The real problem here, he noted, is that the companies he relied on to keep his data safe have competing security practices. “In short, the very four digits that Amazon considers unimportant enough to display in the clear on the web are precisely the same ones that Apple considers secure enough to perform identity verification,” he wrote. “The disconnect exposes flaws in data management policies endemic to the entire technology industry, and points to a looming nightmare as we enter the era of cloud computing and connected devices.”

If you have protected all your accounts and devices with 1Password – in particular with unique strong passwords, then you are well on your way securing your digital life. If you are not using 1Password or similar state of the art password management then you need to fix that right now.

Pro tip: do NOT use the same username for sensitive logins. If you use say ‘janedoe@gmail.com’ for both Amazon and Google you have made life much easier for the Russkie mafia. When they seduce customer support to help them get your Amazon password they are almost home. If your Google account uses a different email/username and a different strong password, then the mafia hackers have to start over to break into your Google. Gmail is happy to give you a unique email address for every one of your sensitive accounts. Use them.

The only secure password is the one you can’t remember

You need only remember one secure password – the passphrase that unlocks your password vault.
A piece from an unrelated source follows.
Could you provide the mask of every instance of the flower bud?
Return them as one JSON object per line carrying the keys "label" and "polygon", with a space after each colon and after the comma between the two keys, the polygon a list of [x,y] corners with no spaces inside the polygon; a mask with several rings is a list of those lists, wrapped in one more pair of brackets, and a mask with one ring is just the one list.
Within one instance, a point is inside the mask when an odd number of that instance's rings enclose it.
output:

This Troy Hunt essay is very worthwhile – Troy explains in detail the bad things that can and will happen to you by using the same simple passwords across all those Internet accounts.

(…) And this brings me to a neat philosophical conclusion; security is all about risk mitigation -you never actually become “secure”, you merely decrease your risk. On balance, the risk of your account details sitting out there in even a very secure website is significantly higher than having them sit there in your 1Password file.

But beyond just security, the password manager route is a very handy solution. Having all your accounts handy on all your devices and being able to simply logon with the once strong password is a very convenient route indeed.

And finally, when the time comes that you realise one of your accounts has been breached (and trust me, it will come), it’s no good thinking about password security then – it’s too late. So put aside a few hours one afternoon, spend just a few dollars and get yourself organised. Either that or start developing a taste for acai berries!

Troy recommends the same solution we prefer, 1Password on Dropbox. For that solution you need two strong passwords, one each for Dropbox and your 1Password file. Then all your very-strong-passwords are available to you on all your devices (computers, smartphones, iPads, …).